Canonicalization (high level)

  • Media: union by url_key; exact content_sha1 (≥ 60 words); (domain,title_fp) gated by length‑ratio ≥ 0.90 and date span ≤ 7 days; prefer non‑listing URL.
  • Patents: pick per publication_number by (abstract_len desc, englishness desc, publication_date asc, title_len desc), plus links for non‑canon members.

Manifests

Every Bronze fetch appends a JSON line with run_id, parameters, file SHA256, record counts, and git_commit, enabling end-to-end provenance.

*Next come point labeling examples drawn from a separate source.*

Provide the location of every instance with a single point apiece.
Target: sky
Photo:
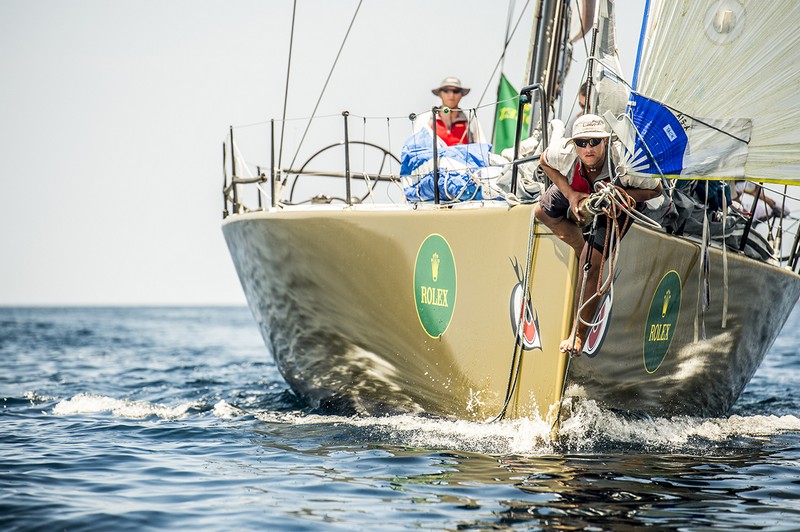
(113, 114)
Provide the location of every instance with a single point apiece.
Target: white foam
(587, 427)
(225, 410)
(95, 404)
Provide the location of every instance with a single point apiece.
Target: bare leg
(580, 329)
(562, 228)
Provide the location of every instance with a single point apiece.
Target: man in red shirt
(453, 126)
(574, 167)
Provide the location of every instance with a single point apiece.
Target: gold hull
(378, 310)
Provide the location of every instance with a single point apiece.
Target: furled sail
(726, 70)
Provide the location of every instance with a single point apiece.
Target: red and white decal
(594, 340)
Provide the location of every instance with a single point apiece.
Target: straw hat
(450, 82)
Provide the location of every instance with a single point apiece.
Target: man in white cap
(574, 168)
(452, 125)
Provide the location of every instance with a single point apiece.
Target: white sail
(733, 61)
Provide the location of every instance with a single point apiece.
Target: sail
(727, 69)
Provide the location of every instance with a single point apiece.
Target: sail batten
(730, 60)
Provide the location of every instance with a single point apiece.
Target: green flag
(506, 118)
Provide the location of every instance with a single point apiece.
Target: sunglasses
(581, 143)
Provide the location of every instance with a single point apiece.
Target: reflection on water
(605, 470)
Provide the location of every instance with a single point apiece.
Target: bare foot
(567, 346)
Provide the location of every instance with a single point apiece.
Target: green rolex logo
(661, 320)
(435, 285)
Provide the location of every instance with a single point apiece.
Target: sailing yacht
(456, 307)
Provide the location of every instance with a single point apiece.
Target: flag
(506, 116)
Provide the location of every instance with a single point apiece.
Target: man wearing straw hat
(577, 168)
(452, 125)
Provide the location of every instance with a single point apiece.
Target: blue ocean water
(176, 418)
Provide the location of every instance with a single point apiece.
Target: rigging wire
(502, 60)
(286, 89)
(502, 56)
(325, 86)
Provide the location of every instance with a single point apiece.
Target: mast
(550, 24)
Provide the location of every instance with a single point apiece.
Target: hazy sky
(113, 114)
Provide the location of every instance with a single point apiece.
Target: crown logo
(667, 297)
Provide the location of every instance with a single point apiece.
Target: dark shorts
(555, 205)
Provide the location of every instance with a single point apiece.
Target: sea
(177, 419)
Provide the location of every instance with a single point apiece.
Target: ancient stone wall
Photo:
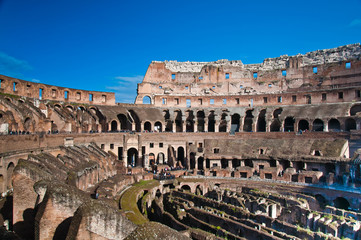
(14, 86)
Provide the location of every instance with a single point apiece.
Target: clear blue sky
(108, 45)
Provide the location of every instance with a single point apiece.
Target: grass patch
(128, 201)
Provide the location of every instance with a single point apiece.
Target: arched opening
(171, 156)
(147, 126)
(211, 122)
(342, 203)
(114, 126)
(27, 124)
(248, 163)
(317, 125)
(147, 100)
(158, 194)
(125, 124)
(236, 163)
(192, 160)
(261, 123)
(200, 121)
(178, 121)
(355, 109)
(168, 122)
(277, 112)
(223, 123)
(334, 125)
(186, 188)
(200, 163)
(275, 126)
(350, 124)
(224, 163)
(180, 156)
(151, 159)
(158, 126)
(190, 122)
(303, 125)
(248, 121)
(236, 121)
(9, 174)
(135, 120)
(132, 157)
(285, 164)
(208, 163)
(289, 124)
(160, 158)
(199, 190)
(321, 200)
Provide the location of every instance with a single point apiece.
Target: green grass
(128, 201)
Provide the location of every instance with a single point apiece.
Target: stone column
(216, 126)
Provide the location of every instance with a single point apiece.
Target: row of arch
(276, 125)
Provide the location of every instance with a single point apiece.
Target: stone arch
(180, 156)
(160, 158)
(171, 156)
(147, 100)
(135, 120)
(275, 126)
(69, 108)
(178, 121)
(289, 124)
(350, 124)
(211, 122)
(199, 190)
(124, 122)
(27, 124)
(168, 121)
(236, 122)
(9, 174)
(114, 126)
(190, 122)
(248, 121)
(158, 126)
(200, 121)
(151, 159)
(192, 160)
(200, 163)
(355, 109)
(186, 188)
(321, 200)
(317, 125)
(147, 126)
(334, 125)
(303, 125)
(342, 203)
(223, 123)
(132, 159)
(224, 163)
(261, 122)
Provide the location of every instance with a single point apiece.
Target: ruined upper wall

Gold & RAG pipeline details

Gold inputs

  • Source: gold_subsample_chunk/<dataset>/<date>/chunks_enriched.parquet
  • Purpose: canonical chunk text plus metadata shared across all build paths.

Graph / Neo4j path

  • Build:
    Bash
    python -m graphbuild csv --dataset <dataset> --date <date>
    python -m graphbuild ingest --dataset <dataset> --date <date> --ingest-tag <tag>
    
  • Outputs:
  • gr_nodes.csv, gr_edges.csv
  • Neo4j nodes (Chunk, Community, Entity) tagged by <tag>
  • Feeds: community detection, GraphRAG adapter, hybrid retrieval seed sets.

Dense / Chroma path

  • Build:
    Bash
    python -m dense build --dataset <dataset> --date <date> --use-summary
    
  • Outputs:
  • Chroma persistence in vectordb_dense/gemini_text-embedding-004/<dataset>/<date>/
  • Summary embeddings for community rerankers
  • Feeds: community enrichment, dense and hybrid adapters.

Sparse / BM25 path

  • Build:
    Bash
    python -m bm25 build --dataset <dataset> --date <date> --use-text
    
  • Outputs:
  • BM25 models in vectordb_bm25/<dataset>/<date>/
  • Lexical manifests (index.json)
  • Feeds: hybrid adapter scoring, benchmark baselines.

Communities & adapters

  • Communities:
    Bash
    python -m communities communities --dataset <dataset> --ingest-tag <tag> --levels "C1:1.2" --min-size 8
    python -m communities summaries --dataset <dataset> --level C1 --ingest-tag <tag> --refresh
    
  • Produces levels C0C3 with summaries and embeddings persisted to Neo4j.
  • Hybrid adapter: combines dense, BM25, and community signals.
  • GraphRAG adapter: traverses Neo4j communities with stored embeddings.

Benchmarks & apps

  • Benchmarks:
    Bash
    python -m rag.bench.cli run --adapter hybrid --dataset <dataset> --date <date> --ingest-tag <tag> --level C1 --top-k 100
    
  • Production app (React frontend + API):
  • Deployed UI is the React frontend backed by the API service.
  • Legacy test app (Streamlit):
    Bash
    streamlit run src/rag/demo/app.py
    
  • Behavior: see app.md for defaults and AUTO_PIPELINE_FROM_CHAT behavior (=1 locks defaults; deployment uses =1).
  • LLM pipeline: see llm_pipeline.md, including Diagram and Stage memory and follow-up chat.
  • Mode: RAG_MODE=local runs the local CLI (rag.retrieval.triple_retriever), RAG_MODE=api calls the API.
  • Purpose: validate retrieval quality and expose the pipeline through the interactive interface.

See deployment.md for the full production runbook.